Although Africa still lags some parts of the world in internet infrastructure, it is catching up rapidly. Between 2000 and 2022, in Nigeria alone, the number of internet users more than doubled to an estimated 109 million, roughly half the population. That’s the largest online community in Africa, according to the website Statistica.
Terrorists are riding that rapidly expanding wave, challenging internet companies and governmental efforts to counter their messaging without disrupting legitimate internet use.
At the same time, terrorists’ social media posts have become more sophisticated as they have deepened ties with larger organizations such as the Islamic State group or al-Qaida. The grainy, handheld video of the Chibok girls has been replaced with smoothly edited videos of beheadings complete with theme music.
Responding to international pressure, major social media companies such as Meta, which owns Facebook and WhatsApp, and Twitter have responded by monitoring sites for terrorist messaging and taking them down when they find it.
In response to pressure from social media companies, terror groups have sought to cloak their posts in the cover of public relations or news. They also post material in local languages or dialects, exploiting social media companies’ lack of native speakers able to intercept and shut down terrorist posts in a timely manner.

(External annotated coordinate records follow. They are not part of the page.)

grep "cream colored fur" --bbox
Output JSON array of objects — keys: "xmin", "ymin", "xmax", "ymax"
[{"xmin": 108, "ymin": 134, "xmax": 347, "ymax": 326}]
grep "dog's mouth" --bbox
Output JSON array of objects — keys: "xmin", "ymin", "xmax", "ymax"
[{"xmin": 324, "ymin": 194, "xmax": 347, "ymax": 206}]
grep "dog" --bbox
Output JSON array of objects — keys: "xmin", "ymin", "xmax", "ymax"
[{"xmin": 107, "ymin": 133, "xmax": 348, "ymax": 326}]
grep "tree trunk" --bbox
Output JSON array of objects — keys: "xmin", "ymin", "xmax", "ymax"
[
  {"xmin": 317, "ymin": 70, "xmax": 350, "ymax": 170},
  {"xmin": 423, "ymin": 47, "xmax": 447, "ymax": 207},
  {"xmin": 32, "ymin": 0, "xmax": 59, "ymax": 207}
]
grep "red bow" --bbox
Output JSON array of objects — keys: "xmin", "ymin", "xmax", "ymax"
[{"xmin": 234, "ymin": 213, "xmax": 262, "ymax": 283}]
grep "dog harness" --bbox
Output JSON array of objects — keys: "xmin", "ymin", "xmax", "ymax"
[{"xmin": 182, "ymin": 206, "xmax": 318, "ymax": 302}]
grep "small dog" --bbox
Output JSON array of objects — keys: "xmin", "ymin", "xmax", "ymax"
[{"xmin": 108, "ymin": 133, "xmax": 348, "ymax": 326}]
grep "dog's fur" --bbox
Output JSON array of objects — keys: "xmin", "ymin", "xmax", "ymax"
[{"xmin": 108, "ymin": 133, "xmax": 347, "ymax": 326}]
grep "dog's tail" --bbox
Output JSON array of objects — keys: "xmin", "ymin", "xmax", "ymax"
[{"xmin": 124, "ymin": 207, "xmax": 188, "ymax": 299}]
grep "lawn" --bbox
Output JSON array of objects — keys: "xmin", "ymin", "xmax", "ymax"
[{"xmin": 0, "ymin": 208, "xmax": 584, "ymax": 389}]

Researchers from the United Nations-sponsored organization Tech Against Terrorism (TAT) compared the process to a game of “whack-a-mole,” but said the effort is worth it in the long run.

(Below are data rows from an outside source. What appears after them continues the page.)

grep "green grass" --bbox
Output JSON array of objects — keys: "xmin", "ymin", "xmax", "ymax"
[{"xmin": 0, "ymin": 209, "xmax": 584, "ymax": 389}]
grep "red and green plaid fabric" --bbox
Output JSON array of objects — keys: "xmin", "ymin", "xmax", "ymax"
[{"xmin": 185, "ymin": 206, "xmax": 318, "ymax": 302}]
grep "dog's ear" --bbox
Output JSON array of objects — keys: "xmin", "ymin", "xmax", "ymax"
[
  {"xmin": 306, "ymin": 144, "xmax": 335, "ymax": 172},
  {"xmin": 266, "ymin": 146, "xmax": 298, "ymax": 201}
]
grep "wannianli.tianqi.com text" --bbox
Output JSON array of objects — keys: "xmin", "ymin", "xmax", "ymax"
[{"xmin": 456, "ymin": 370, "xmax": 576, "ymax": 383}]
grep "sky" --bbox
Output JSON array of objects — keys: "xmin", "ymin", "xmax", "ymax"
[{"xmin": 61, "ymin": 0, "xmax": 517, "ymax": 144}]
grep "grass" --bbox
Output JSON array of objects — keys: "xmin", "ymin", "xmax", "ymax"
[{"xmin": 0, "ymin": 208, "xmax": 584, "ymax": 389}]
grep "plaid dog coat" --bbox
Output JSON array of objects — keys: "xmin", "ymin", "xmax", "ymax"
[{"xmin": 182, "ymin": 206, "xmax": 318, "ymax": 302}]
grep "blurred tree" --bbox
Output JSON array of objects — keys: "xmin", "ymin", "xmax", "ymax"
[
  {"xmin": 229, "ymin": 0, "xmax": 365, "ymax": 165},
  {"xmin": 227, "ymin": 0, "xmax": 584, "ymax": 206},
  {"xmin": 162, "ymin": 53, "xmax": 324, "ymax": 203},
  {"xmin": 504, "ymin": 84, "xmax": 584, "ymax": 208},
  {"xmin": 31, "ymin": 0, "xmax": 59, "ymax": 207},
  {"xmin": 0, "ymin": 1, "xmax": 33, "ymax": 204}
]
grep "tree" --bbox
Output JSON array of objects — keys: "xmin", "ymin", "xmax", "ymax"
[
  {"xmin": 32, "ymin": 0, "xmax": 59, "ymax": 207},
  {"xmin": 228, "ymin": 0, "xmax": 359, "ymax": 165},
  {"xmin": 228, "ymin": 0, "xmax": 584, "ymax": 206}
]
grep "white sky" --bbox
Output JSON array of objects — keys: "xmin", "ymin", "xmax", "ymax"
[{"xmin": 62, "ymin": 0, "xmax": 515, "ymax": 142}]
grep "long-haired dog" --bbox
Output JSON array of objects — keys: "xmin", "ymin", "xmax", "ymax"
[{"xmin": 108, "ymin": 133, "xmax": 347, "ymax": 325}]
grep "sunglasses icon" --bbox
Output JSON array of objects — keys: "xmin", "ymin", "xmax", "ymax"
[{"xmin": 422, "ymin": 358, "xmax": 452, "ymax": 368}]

“Even if terrorist groups manage to re-establish their websites, disruptive pressure is in itself worthwhile as it might force terrorist groups to re-evaluate their presence on surface web platforms,” TAT wrote in a July report.
TAT has created a list of recommendations to help internet companies curb terrorist activity online. The list includes steps such as removing suspected terrorist-owned websites (TOWs) from search results or redirecting searches to sites that counter the extremist messaging. They also recommend warning hosting companies against providing space for suspected TOWs or removing TOWs entirely when they are found online.
As they face more scrutiny from major social media companies, terrorist groups also are shifting their activity to smaller channels or to encrypted venues such as Telegram, where the operators are less able to detect and remove them.
“If it’s online somewhere, whether on a smaller platform, it will still be accessible and still be able to be used as terrorists want it to be used,” TAT senior researcher Anne Craanen told the Behind the Spine podcast. TAT monitors terrorist activity online every day, Craanen said.
Telegram is becoming the new front line for terrorist groups in Africa, Bukarti told the Institute for Security Studies (ISS).
TAT and other groups studying terrorists’ online activity say African governments need to be more proactive and not simply leave the issue to be handled by social media companies.
“African governments must engage with the tech sector to broaden their knowledge of the context in which terrorist organizations thrive,” Karen Allen, a South Africa-based ISS contributor, recently wrote.
However, in their effort to counter terrorists online, African nations must take a surgical approach, according to Allen.
“They should devise rapid responses that adhere to human rights principles — rather than total internet shutdowns, which deprive citizens of their right to freedom of expression,” she wrote.